Campaign finance reformers would be entitled to celebrate Obama's triumph -- but they're quick to the point out that the millionaires' amendment could create as many problems as it solves. For one thing, says Paul Sanford of the Center for Responsive Politics, the amendment overwhelmingly favors incumbents, "because most of the time, the millionaire candidates are challengers. The incumbent candidates don't need to be millionaires because they can raise a lot of money." Also, if the rationale for capping donations is to limit corruption, or the appearance thereof, there's no reason to suppose that a candidate is any less corruptible just because he happens to be running against a millionaire.
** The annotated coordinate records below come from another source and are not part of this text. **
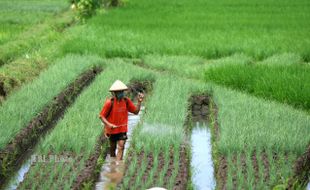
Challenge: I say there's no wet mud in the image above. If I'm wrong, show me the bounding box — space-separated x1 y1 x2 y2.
0 67 102 188
16 152 82 189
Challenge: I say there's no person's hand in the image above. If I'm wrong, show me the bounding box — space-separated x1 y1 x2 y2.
103 131 109 138
109 123 118 129
138 92 144 102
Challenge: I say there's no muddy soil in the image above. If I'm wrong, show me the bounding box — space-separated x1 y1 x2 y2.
0 67 102 186
17 152 82 189
71 135 108 190
118 146 189 190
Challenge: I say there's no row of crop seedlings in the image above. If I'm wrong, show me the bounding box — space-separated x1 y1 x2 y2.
118 75 211 189
211 87 310 189
19 59 156 189
136 55 310 189
0 55 101 185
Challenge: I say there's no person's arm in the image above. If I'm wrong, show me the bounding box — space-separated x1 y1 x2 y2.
99 100 116 128
134 93 144 115
99 115 117 129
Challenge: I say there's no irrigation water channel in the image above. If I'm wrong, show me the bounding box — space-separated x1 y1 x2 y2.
96 107 144 190
5 107 144 190
191 122 216 190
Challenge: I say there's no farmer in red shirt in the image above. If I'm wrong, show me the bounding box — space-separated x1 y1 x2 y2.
99 80 144 160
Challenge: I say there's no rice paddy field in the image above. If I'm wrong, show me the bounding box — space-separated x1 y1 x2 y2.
0 0 310 190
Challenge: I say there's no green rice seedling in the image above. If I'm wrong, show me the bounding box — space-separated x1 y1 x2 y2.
213 87 310 155
257 53 304 66
0 55 100 149
236 153 248 189
134 154 147 189
245 149 255 189
267 150 278 187
19 59 155 188
224 154 235 189
62 0 310 60
256 149 268 189
205 61 310 110
0 0 68 45
142 55 205 79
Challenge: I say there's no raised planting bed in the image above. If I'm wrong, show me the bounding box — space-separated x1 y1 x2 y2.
211 88 309 189
118 146 189 190
0 67 102 187
18 62 155 189
72 81 153 189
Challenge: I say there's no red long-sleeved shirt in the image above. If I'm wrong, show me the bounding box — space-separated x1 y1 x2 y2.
100 98 137 134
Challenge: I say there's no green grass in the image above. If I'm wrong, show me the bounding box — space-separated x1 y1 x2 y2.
0 55 100 149
19 60 153 188
213 87 310 155
0 0 68 45
0 0 310 189
63 0 310 60
205 58 310 110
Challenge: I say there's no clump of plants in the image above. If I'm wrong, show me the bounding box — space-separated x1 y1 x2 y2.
70 0 123 22
70 0 102 22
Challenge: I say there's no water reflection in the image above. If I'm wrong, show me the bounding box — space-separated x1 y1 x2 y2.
191 122 216 190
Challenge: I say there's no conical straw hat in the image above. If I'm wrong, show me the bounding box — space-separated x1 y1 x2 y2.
110 80 128 91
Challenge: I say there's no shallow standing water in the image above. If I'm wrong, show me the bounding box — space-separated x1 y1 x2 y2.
5 107 144 190
96 107 143 190
191 122 216 190
5 159 31 190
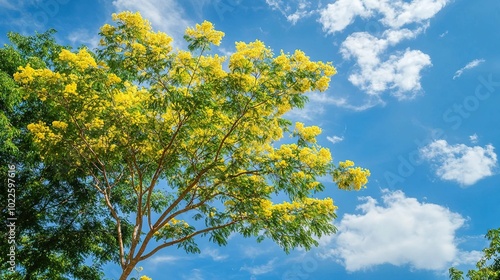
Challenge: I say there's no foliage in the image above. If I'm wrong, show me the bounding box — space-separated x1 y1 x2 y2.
0 30 122 279
9 12 369 279
449 228 500 280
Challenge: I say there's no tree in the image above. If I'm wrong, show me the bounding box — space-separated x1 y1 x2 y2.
449 228 500 280
14 12 369 279
0 30 118 280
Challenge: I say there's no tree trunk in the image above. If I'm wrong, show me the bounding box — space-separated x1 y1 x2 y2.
120 260 137 280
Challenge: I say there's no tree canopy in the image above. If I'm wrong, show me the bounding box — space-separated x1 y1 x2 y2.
0 30 118 280
449 228 500 280
5 12 369 279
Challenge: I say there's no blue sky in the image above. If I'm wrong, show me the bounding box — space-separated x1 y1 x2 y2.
0 0 500 280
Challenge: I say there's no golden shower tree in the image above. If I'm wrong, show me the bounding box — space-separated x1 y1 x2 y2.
14 12 369 279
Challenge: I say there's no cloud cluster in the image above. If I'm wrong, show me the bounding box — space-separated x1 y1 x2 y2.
318 0 449 99
266 0 314 24
324 190 467 271
240 258 277 275
340 28 431 99
420 140 497 186
319 0 449 33
453 59 485 80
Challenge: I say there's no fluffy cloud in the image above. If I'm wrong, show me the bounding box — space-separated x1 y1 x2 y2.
453 59 485 80
340 28 431 99
420 140 497 186
326 190 465 271
240 258 277 275
266 0 314 24
319 0 449 33
326 135 344 144
113 0 194 43
201 248 229 261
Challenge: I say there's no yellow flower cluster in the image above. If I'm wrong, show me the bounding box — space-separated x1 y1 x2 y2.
256 198 337 222
299 147 332 168
52 121 68 130
274 51 292 71
14 64 36 84
59 49 97 70
63 82 77 97
200 55 227 79
334 160 370 190
348 167 370 190
101 23 115 36
186 21 224 46
27 122 61 143
295 122 321 143
106 73 122 86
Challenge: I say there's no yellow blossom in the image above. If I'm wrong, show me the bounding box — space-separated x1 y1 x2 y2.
186 21 224 46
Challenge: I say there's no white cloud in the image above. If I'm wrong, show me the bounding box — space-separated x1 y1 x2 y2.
148 255 179 265
319 0 371 33
113 0 194 44
340 28 432 99
266 0 315 24
319 0 449 33
453 59 485 80
182 268 205 280
68 28 100 49
240 258 277 275
420 140 497 186
322 190 465 271
326 135 344 144
0 0 19 10
469 133 479 144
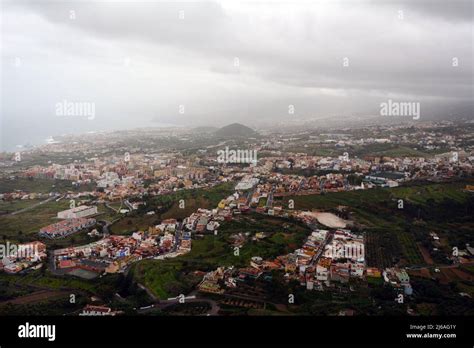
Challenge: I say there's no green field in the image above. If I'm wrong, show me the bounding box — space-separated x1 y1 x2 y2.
282 180 474 267
0 178 95 193
132 217 309 298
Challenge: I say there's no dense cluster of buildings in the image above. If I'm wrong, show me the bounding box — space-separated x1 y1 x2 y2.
53 231 191 273
0 241 47 273
39 218 96 239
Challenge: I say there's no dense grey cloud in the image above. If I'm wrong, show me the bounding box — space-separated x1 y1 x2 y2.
1 0 473 150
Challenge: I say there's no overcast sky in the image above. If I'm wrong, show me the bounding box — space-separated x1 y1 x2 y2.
1 0 473 148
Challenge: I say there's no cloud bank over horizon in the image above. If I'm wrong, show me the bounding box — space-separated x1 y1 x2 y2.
1 0 473 148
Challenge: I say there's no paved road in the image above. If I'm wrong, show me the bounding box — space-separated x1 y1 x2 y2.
137 298 220 316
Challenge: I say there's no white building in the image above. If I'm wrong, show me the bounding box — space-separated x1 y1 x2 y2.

Because Obama's politics are decidedly non-corporate, and much of the support from his biggest donors came when he still looked like a long-shot, fears that he will serve their interests unduly are easy to dismiss. (It's hard, for example, to imagine University of Chicago professors suddenly leaning on Senator Obama to stick a loophole for public intellectuals into the tax code.) But Obama won't be the last candidate to benefit from the amendment, and it's not hard to conceive of a scenario in which the effects of the amendment wouldn't be so benign, at least for Democrats: Imagine, for instance, a self-funded millionaire liberal who runs a campaign crusading against big pharma, only to be beaten back by a windfall of $12,000 checks from Merck executives. In fact, Republicans stand to gain plenty from the amendment, since half of all GOP senators who lost to Democratic challengers in the last two elections were unseated by self-funded millionaires.

All of this remains very relevant as Obama prepares to face millionaire Jack Ryan in the general election. Ryan put $3.5 million of his own money into his successful bid for the Republican nomination, and he may be tempted to open up his checkbook even further in the general election. But if he's learned anything from observing the Democratic primary, he knows that using his personal fortune will carry a potentially steep cost. Will the threat of Obama's fundraising prowess convince Ryan not to use his own funds? If so, then Barack Obama will have breathed genuine political life into the millionaires' amendment of McCain-Feingold. And that's a good thing -- for now.

Christopher Hayes is a freelance writer living in Chicago.